Время его почти не изменило, ив 1916 году он оставался таким же прекрасным городом. Он вырос на скалистом мысе в том месте, где река Псков впадает в широкую и глубокую реку Великую. До сих пор сохранились величественные руины стены, возведенной вокруг внутреннего укрепления, детинца, древней крепости. В древние времена вокруг этой крепости построили город, обнесенный внешней стеной. В центре детинца возвышается огромный и немного неуклюжий Троицкий собор. Он был построен в двенадцатом веке и много раз горел дотла. Восстановили его в период правления Петра Первого.
Гуляя по старому городу, я всегда высматривала древние церкви. Архитектура их была весьма своеобразной - приземистые, с неровными стенами и срезанными углами, они расширялись у основания; будто бы неуклюже выползали из-под земли. Стены церквей всегда были побеленными, крыши и купола - как правило, зелеными.
Рядом с церквями, словно прямоугольные колонны, возвышались колокольни, и под их зелеными крышами сквозь продолговатые отверстия можно было увидеть колокола всевозможных размеров. Стены старых церквей были такими толстыми, что внутреннее помещение оказывалось удивительно маленьким; свод поддерживали две или четыре массивных колонны, оставляя совсем мало места для прихожан.
Зимой Псков был особенно красив. В это время года он почему-то выглядел менее провинциальным; может быть, благодаря снегу, который скрывал грязь. За госпиталем на высоком берегу реки Великой раскинулся старый фруктовый сад, который когда-то принадлежал древнему поместью. Этот сад, казалось, прислонился к развалинам городской стены, за которой открывался восхитительный вид на широкое русло реки, сверкающий белый простор и на сам город - погребенный под тяжестью снега. Золотые кресты церквей на обоих берегах реки весело блестели на солнце; а на острове посередине реки стоял одинокий монастырь, окруженный почти разрушенной стеной.
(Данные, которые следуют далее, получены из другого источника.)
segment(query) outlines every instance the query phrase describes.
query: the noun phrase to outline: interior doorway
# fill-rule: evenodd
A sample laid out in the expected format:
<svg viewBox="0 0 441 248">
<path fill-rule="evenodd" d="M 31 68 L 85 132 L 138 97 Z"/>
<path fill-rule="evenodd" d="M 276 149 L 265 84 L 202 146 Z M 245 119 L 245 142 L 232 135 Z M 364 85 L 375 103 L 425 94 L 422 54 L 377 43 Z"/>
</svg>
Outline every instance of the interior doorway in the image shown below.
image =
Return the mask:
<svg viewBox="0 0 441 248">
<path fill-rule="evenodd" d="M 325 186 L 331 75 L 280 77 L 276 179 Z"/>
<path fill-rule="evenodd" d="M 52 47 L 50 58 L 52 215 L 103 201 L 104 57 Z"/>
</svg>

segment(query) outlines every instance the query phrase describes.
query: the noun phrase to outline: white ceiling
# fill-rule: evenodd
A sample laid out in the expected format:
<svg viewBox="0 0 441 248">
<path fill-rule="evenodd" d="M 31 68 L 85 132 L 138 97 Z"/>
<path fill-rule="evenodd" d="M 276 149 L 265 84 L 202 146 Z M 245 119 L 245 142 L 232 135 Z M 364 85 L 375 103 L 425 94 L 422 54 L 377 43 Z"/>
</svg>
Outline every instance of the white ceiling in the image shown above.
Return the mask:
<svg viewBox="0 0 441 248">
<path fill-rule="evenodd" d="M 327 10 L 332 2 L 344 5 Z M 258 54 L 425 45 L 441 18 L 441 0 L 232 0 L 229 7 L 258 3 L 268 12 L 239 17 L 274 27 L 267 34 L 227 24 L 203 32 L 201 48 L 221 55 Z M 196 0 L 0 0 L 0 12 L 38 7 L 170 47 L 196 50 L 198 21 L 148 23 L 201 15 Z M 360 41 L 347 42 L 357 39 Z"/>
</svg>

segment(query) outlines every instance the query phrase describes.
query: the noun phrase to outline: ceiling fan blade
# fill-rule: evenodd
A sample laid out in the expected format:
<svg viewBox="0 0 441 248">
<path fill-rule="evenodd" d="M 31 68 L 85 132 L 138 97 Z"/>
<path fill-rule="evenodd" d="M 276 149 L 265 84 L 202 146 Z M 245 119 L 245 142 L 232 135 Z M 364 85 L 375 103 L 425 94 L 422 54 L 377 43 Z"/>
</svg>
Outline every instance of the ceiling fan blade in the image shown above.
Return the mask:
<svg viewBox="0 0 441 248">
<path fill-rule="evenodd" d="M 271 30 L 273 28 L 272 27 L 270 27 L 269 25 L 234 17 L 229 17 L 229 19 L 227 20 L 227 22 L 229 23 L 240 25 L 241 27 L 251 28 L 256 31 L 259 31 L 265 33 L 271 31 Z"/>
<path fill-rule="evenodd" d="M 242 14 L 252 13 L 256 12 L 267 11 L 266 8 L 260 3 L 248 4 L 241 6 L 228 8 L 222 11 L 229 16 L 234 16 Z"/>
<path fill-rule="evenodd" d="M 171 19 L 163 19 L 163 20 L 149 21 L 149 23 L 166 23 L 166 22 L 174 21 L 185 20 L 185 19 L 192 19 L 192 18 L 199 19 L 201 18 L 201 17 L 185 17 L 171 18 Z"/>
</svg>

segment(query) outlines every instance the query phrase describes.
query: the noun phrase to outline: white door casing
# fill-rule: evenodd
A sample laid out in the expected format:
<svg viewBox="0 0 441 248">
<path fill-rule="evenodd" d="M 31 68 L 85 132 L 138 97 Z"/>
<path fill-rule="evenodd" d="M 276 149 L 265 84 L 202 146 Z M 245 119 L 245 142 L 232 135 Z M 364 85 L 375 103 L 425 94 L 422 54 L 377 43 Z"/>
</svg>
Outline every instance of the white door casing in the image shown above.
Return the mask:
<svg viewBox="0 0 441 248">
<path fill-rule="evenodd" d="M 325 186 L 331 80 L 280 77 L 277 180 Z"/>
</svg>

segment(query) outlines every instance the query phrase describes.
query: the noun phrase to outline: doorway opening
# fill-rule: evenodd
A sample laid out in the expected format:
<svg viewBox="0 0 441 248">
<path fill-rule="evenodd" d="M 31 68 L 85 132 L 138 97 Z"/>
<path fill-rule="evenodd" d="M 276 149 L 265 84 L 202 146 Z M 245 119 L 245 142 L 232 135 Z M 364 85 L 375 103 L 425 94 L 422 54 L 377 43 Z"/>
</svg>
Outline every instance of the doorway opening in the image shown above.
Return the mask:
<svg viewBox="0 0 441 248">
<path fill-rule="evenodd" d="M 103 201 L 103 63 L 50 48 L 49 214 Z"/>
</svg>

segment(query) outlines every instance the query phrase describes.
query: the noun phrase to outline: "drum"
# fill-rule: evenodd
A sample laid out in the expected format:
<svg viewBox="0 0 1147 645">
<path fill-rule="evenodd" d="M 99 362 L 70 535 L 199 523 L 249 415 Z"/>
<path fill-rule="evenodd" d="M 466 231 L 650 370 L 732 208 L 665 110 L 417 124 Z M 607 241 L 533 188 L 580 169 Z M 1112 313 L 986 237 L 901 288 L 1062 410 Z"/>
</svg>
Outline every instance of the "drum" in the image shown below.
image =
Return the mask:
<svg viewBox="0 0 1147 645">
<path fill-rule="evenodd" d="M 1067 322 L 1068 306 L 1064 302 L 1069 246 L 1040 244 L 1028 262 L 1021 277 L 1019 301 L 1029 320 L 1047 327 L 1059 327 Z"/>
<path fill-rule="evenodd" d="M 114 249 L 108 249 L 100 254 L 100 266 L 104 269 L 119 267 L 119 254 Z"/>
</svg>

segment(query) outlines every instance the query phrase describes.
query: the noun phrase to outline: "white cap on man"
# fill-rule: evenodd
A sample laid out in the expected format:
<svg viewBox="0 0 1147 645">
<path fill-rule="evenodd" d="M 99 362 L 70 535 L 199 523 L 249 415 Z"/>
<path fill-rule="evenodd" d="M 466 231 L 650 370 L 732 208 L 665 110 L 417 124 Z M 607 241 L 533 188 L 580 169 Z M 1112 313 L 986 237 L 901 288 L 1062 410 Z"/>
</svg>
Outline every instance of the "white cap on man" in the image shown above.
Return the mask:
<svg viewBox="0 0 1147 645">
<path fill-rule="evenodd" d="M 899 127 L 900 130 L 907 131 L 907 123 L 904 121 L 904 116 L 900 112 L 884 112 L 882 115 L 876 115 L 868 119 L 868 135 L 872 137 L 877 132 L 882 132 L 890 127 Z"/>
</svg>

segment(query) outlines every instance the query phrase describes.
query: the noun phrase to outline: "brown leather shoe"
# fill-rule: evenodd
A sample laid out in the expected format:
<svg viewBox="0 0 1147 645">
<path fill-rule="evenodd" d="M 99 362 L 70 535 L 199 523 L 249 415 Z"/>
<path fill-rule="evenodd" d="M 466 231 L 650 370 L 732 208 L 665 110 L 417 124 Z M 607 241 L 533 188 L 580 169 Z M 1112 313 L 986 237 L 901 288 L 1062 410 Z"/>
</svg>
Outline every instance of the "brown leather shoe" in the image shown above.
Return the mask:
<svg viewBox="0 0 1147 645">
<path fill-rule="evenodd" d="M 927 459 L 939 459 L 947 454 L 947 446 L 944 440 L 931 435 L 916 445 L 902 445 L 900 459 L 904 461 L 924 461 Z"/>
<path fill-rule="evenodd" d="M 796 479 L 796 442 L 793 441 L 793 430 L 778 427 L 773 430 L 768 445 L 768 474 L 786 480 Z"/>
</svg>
Там жили лишь несколько седовласых древних монахов, которые вели нищенское существование.
Я полюбила этот чудесный вид, и он стал неотъемлемым атрибутом моей псковской жизни.
В старых церквях я находила давно забытые произведения искусства. Однажды на заброшенном кладбище у церкви неподалеку от Пскова я обнаружила фреску двенадцатого или тринадцатого века, покрытую побелкой. В некоторых местах побелка облезла, открывая великолепно сохранившуюся фреску. Я была в восторге от своей находки; до сих пор помню свою радость и заостренные силуэты святых, изображенных на ней. После войны я намеревалась привести в порядок эту церковь.
Я также посетила близлежащее село Михайловское, в котором сто лет назад жил наш знаменитый поэт Пушкин. Дом Пушкина давно сгорел, но на его месте теперь стоял точно такой же, с мебелью и вещами, принадлежавшими поэту. Я провела ночь в этом доме и спала на огромной старинной кровати красного дерева с колоннами и бронзовыми медальонами.
Вечером мы сидели на веранде, с которой открывался вид на бескрайние поля. Заходящее солнце отражалось в заросшей ряской реке. Все вокруг дышало миром и покоем; словно бы ничто не изменилось за сотню лет и никогда не изменится. У меня сохранились чудесные воспоминания об этой поездке.
Разумеется, я посвящала своим увлечениям только свободное время. Я не пренебрегала работой в госпитале, думаю, лишь благодаря моим разносторонним интересам наша провинциальная жизнь не казалась мне скучной.